Umm… yeah. It could also suggest that you have previously thought about such a scenario and are prepared for it in the event of it happening. That’s kind of what self defence is supposed to teach you. You’re probably not going to deck your manager in a meeting, though. Unless the meeting’s in a dark tunnel. And he slaps you.

Hiding is also not a good idea. “This generally indicates that the person cannot adequately deal with sudden events, resulting in an alarmed state of mind, freezing in a stressed scenario.” Seems to me like it might also be a sensible reaction. Someone hits you, you avoid getting hit again then worry about how to get out of the situation.

The preferred solution?

“I would first try to figure out from which direction I was hit and then find the fastest way possible out of the tunnel. Analysing the immediate situation first, and then consider the options that would solve the event. This answer indicates that the person will take a calm and calculated approach to a possible problem situation. That all the possible scenarios should be considered before any direct action is taken.”

It doesn’t take too much analysis to work out to run away from where it hurts. While you’re standing around analyzing, you get a follow through to the groin. Hmm… great solution.

Other gems include expecting candidates to be calm and collected after making them wait for 45 minutes (while their kids are waiting to be picked up from school), and hoping that people calmly ask police officers whether it’s them they’re yelling at to get their hands up. Right.
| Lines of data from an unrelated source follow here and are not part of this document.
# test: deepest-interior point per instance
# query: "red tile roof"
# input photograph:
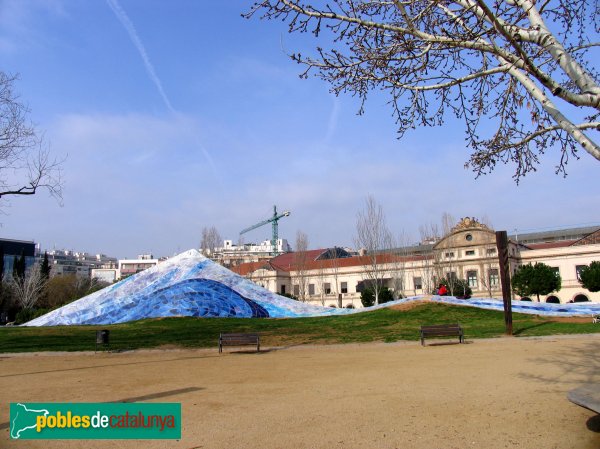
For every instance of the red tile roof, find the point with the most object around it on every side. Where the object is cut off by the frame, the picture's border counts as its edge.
(288, 262)
(548, 245)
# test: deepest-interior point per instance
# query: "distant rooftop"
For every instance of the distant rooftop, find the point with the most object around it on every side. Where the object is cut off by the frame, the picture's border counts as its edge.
(554, 235)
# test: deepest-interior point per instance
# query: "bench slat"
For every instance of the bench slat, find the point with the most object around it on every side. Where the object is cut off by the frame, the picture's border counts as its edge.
(442, 330)
(238, 339)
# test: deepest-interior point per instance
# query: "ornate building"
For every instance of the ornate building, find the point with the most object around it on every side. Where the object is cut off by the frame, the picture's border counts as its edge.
(468, 251)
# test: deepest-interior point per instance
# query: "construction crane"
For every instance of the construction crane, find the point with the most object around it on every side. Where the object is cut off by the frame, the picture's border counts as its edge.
(275, 221)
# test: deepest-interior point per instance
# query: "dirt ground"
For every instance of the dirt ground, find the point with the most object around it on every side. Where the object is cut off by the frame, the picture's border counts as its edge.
(487, 394)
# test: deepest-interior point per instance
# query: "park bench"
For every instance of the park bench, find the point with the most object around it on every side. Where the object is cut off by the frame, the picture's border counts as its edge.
(442, 330)
(239, 339)
(587, 396)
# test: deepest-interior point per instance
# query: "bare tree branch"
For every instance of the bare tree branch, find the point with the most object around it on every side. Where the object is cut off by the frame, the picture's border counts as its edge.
(25, 162)
(480, 61)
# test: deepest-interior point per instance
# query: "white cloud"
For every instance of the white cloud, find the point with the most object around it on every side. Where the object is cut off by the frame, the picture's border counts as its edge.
(137, 42)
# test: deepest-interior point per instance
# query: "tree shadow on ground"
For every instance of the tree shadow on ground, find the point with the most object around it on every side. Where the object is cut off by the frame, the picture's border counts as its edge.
(593, 424)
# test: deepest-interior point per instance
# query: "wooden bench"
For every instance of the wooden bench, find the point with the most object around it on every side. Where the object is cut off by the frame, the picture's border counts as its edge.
(587, 396)
(239, 339)
(442, 330)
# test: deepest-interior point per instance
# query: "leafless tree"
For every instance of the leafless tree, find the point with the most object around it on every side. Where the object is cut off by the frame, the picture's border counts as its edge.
(490, 266)
(398, 264)
(301, 264)
(498, 64)
(321, 276)
(374, 237)
(26, 165)
(211, 240)
(29, 289)
(335, 273)
(430, 234)
(445, 255)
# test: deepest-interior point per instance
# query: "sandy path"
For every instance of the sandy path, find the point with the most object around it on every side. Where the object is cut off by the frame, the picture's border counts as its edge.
(504, 393)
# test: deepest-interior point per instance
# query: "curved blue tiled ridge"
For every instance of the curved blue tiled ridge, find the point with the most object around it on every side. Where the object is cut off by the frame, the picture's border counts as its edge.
(191, 285)
(535, 308)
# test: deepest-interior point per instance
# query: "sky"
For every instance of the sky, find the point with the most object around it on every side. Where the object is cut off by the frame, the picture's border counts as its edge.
(176, 115)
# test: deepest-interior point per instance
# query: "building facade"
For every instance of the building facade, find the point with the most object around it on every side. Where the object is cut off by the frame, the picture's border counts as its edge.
(230, 255)
(467, 252)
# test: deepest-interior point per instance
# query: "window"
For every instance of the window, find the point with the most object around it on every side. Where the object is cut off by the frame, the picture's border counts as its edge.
(578, 271)
(472, 278)
(418, 283)
(494, 277)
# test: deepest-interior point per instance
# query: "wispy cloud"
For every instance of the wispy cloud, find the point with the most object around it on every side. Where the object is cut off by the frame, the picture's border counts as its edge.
(135, 38)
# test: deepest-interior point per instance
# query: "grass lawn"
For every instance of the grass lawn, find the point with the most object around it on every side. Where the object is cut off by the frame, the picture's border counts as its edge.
(386, 325)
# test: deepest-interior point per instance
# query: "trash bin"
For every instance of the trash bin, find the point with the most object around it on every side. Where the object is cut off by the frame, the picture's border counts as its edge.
(102, 338)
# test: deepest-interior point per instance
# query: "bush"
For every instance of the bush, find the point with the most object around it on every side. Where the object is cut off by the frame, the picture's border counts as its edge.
(538, 279)
(458, 288)
(590, 276)
(25, 315)
(367, 297)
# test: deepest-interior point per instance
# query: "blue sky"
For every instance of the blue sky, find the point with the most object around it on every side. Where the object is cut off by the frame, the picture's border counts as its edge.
(175, 115)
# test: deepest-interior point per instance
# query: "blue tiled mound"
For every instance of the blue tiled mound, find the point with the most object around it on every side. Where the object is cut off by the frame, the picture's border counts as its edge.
(186, 285)
(191, 285)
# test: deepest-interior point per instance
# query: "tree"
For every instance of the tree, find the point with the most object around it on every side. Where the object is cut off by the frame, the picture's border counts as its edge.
(373, 237)
(211, 240)
(45, 267)
(590, 276)
(28, 290)
(367, 296)
(19, 267)
(301, 264)
(398, 264)
(538, 279)
(497, 66)
(460, 287)
(25, 162)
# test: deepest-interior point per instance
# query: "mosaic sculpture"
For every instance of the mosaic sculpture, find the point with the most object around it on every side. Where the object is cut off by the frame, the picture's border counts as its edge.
(191, 285)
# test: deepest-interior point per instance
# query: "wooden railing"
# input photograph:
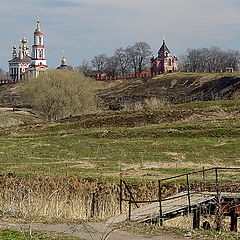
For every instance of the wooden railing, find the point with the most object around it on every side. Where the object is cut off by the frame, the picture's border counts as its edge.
(215, 187)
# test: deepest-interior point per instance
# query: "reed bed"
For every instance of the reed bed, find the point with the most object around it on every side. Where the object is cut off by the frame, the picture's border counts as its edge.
(66, 198)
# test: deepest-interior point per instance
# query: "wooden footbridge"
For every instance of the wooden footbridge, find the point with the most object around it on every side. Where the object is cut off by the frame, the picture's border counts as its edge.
(218, 199)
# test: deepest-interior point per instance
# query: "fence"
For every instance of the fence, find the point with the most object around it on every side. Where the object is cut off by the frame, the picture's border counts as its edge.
(217, 180)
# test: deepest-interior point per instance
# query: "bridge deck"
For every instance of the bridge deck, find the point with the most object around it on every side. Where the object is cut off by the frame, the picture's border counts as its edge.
(170, 208)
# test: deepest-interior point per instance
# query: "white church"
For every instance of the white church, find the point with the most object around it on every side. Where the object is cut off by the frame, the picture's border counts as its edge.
(23, 65)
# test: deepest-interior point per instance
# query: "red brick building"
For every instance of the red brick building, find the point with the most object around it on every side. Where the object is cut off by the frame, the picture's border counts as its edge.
(164, 62)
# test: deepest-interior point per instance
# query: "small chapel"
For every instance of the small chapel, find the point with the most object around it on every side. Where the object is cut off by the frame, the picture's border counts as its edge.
(164, 62)
(23, 65)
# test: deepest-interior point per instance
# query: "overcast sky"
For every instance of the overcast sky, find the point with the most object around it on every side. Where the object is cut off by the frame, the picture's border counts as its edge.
(86, 28)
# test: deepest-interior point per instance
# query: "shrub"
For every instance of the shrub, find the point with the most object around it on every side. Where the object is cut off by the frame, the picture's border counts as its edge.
(60, 93)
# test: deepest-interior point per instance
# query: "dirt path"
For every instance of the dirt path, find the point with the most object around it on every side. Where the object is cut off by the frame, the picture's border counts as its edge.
(90, 231)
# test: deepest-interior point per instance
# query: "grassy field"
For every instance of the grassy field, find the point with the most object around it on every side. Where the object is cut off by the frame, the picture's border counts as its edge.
(8, 234)
(146, 144)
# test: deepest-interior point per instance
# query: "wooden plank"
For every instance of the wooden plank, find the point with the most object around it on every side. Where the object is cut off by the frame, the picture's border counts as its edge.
(171, 206)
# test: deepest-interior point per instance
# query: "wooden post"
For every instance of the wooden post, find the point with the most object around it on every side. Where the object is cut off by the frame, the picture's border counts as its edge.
(160, 203)
(196, 218)
(189, 199)
(130, 202)
(217, 185)
(234, 217)
(204, 178)
(93, 206)
(218, 209)
(120, 194)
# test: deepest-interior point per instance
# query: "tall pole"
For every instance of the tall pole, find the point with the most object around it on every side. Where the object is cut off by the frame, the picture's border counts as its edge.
(160, 203)
(188, 190)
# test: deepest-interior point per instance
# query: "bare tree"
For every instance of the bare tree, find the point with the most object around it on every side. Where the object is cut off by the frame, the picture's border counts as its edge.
(2, 74)
(139, 55)
(99, 62)
(209, 59)
(84, 67)
(111, 66)
(122, 57)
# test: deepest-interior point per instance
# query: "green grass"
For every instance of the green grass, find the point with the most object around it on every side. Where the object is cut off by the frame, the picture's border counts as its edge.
(158, 148)
(8, 234)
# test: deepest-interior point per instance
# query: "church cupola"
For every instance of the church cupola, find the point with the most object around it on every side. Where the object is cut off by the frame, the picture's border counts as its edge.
(163, 51)
(14, 54)
(38, 49)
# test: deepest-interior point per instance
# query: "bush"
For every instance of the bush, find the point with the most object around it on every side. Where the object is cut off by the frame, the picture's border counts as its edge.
(59, 93)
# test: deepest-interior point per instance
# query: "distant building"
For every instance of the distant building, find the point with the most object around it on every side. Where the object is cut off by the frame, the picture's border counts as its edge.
(164, 62)
(22, 65)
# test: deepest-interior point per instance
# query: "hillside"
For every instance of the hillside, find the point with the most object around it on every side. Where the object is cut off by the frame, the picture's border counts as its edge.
(145, 144)
(171, 89)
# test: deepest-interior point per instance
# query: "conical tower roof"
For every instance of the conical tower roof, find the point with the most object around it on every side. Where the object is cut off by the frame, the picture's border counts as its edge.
(163, 48)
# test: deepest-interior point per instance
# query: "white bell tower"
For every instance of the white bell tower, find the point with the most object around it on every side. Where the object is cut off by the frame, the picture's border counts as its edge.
(38, 50)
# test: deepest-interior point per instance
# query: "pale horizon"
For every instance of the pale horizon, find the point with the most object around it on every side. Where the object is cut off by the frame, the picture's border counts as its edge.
(84, 29)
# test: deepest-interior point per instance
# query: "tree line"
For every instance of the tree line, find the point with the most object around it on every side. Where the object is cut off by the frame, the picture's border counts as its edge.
(133, 59)
(209, 59)
(124, 60)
If you’re asking behavioral stuff with right or wrong answer, you should probably drop it. Questions of the “what-if” nature are useful only if they lead to an insight into patterns of working, problem solving or similar and lead to a wider discussion. A candidates reaction to getting slapped has as much place in the process as an interviewer in a dark tunnel.
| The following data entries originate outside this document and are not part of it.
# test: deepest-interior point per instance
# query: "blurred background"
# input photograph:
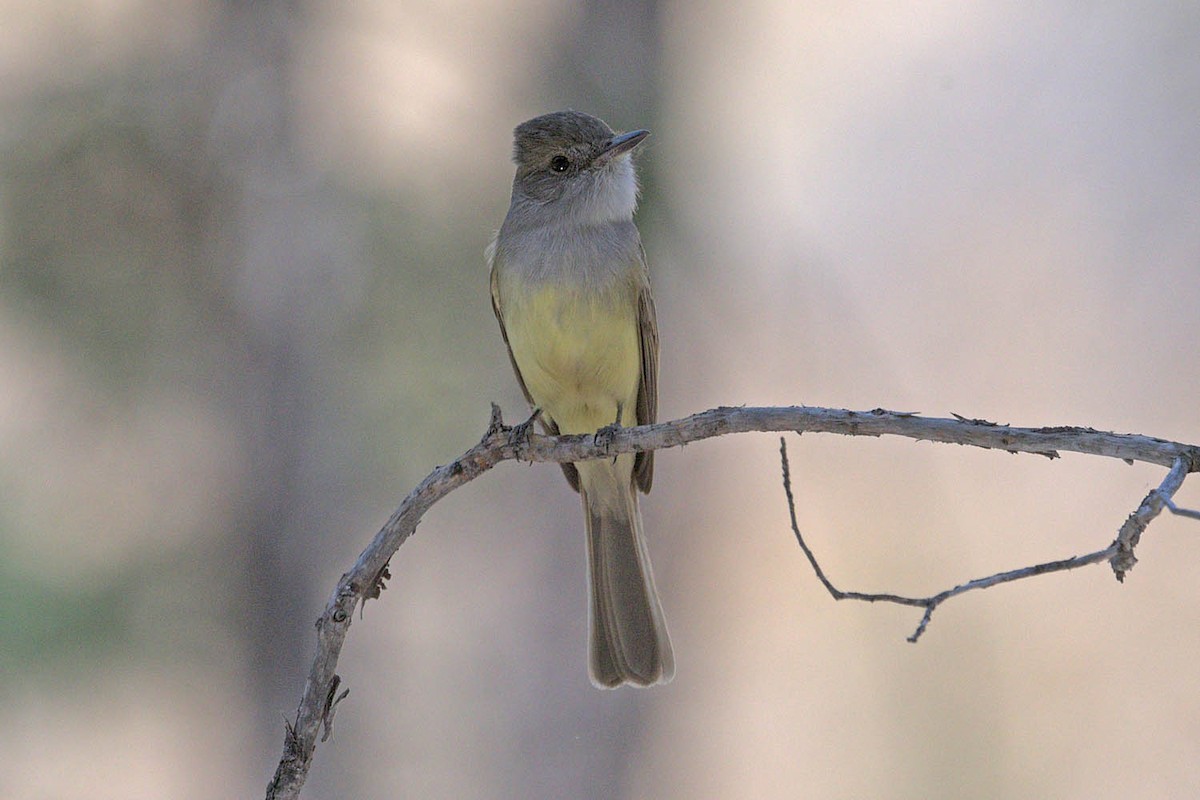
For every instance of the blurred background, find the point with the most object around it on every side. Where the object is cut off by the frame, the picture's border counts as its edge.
(244, 311)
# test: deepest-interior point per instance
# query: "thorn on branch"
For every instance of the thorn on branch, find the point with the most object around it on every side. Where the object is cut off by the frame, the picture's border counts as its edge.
(1119, 553)
(331, 701)
(377, 584)
(496, 425)
(987, 423)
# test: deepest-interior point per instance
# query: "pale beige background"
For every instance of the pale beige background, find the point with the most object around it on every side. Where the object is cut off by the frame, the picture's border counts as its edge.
(244, 311)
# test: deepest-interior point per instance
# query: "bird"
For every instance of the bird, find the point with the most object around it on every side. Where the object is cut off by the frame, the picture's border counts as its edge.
(571, 292)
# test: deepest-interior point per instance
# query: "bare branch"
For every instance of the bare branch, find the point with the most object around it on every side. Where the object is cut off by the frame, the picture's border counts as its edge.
(1119, 553)
(365, 579)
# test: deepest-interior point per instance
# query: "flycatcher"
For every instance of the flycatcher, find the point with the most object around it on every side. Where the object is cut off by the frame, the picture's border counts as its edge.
(571, 292)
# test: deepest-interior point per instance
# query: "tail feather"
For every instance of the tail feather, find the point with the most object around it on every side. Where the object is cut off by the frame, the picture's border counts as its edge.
(628, 636)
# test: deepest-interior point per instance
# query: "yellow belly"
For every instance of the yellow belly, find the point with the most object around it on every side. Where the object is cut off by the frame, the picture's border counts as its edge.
(579, 354)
A great example of how to do it right is described in Joel Spolsky’s The Guerilla Guide to Interviewing.

JavaOne Pre-booking

I finally got around to booking in onto some of the tech sessions for JavaOne in San Francisco next month. Gasp! The amount of stuff going on is incredible. From new languages on the JVM (Fortress, Scala, JRuby) to SOA, mobility and techniques in app development it’s pretty easy to book up 12 hours a day. My approach, lock in a full programme of stuff that looks good, and turn up if the brain is still functioning. It has taken the better part of an hour to read through the sessions for the Tuesday, so it’s no easy task. I can’t wait. All I have to do is get around to sorting out the minor detail of a flight from London ;)

Hiring Great Developers

Dr. Dobb’s journal has listed a great article on what it takes to identify great developers. Being in the market myself, and sitting on the other side of the fence it is interesting as to just how far this is removed from the norm. A few interesting tips?
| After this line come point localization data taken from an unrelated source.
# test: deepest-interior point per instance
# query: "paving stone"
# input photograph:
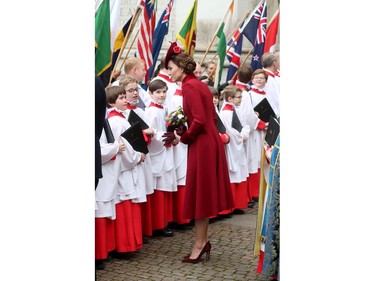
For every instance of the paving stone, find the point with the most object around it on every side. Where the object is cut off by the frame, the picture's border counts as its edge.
(232, 257)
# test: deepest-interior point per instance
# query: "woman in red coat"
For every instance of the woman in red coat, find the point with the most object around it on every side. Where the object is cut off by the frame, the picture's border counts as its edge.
(207, 180)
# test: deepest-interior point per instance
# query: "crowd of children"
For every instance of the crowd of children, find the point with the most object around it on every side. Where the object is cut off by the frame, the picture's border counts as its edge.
(142, 194)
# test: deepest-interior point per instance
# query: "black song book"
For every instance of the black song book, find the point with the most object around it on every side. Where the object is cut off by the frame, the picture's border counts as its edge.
(236, 123)
(134, 136)
(134, 117)
(220, 126)
(265, 110)
(108, 131)
(272, 131)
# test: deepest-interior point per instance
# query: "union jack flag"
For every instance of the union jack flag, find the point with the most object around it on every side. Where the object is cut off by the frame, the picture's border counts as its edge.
(250, 26)
(254, 29)
(146, 32)
(234, 49)
(256, 60)
(160, 31)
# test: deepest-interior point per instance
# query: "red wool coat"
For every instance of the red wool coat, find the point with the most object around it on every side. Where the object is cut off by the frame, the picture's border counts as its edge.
(207, 180)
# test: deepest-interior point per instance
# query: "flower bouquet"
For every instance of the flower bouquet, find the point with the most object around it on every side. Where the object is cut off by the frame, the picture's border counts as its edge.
(176, 120)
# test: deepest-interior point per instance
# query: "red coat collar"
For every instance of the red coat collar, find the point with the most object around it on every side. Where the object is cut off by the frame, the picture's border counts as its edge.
(228, 107)
(156, 105)
(165, 76)
(115, 113)
(256, 90)
(129, 106)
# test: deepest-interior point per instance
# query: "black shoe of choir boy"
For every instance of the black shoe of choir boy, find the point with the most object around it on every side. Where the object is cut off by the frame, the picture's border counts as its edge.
(99, 265)
(238, 212)
(166, 232)
(251, 204)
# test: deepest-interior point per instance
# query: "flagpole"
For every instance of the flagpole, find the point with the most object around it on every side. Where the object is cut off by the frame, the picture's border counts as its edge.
(126, 39)
(242, 63)
(213, 39)
(274, 16)
(131, 45)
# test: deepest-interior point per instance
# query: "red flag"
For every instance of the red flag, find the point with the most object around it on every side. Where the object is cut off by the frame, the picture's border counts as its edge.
(271, 34)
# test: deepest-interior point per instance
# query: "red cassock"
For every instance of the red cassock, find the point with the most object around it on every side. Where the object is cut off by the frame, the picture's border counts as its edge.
(208, 188)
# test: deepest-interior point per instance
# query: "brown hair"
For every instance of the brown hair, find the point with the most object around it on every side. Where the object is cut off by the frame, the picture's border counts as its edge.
(230, 91)
(214, 91)
(245, 73)
(112, 93)
(184, 61)
(126, 81)
(259, 71)
(157, 84)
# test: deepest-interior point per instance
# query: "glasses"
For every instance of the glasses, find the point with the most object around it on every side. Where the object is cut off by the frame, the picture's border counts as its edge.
(132, 90)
“Tell programmers in advance (at least a day or two, if not more) what you will be asking questions about. In the real world we have time to prepare for meetings, and to propose solutions to problems. This is a job interview, not a high-school exam.”

and…

“Don’t test people’s knowledge of language specifications. In our jobs we have access to books, people, and the Internet. Good programmers know how to look up references, and use their tools effectively to write code.”

Having been to a few more interesting interviews, even big name tech companies could benefit at taking a look at this article. Great stuff.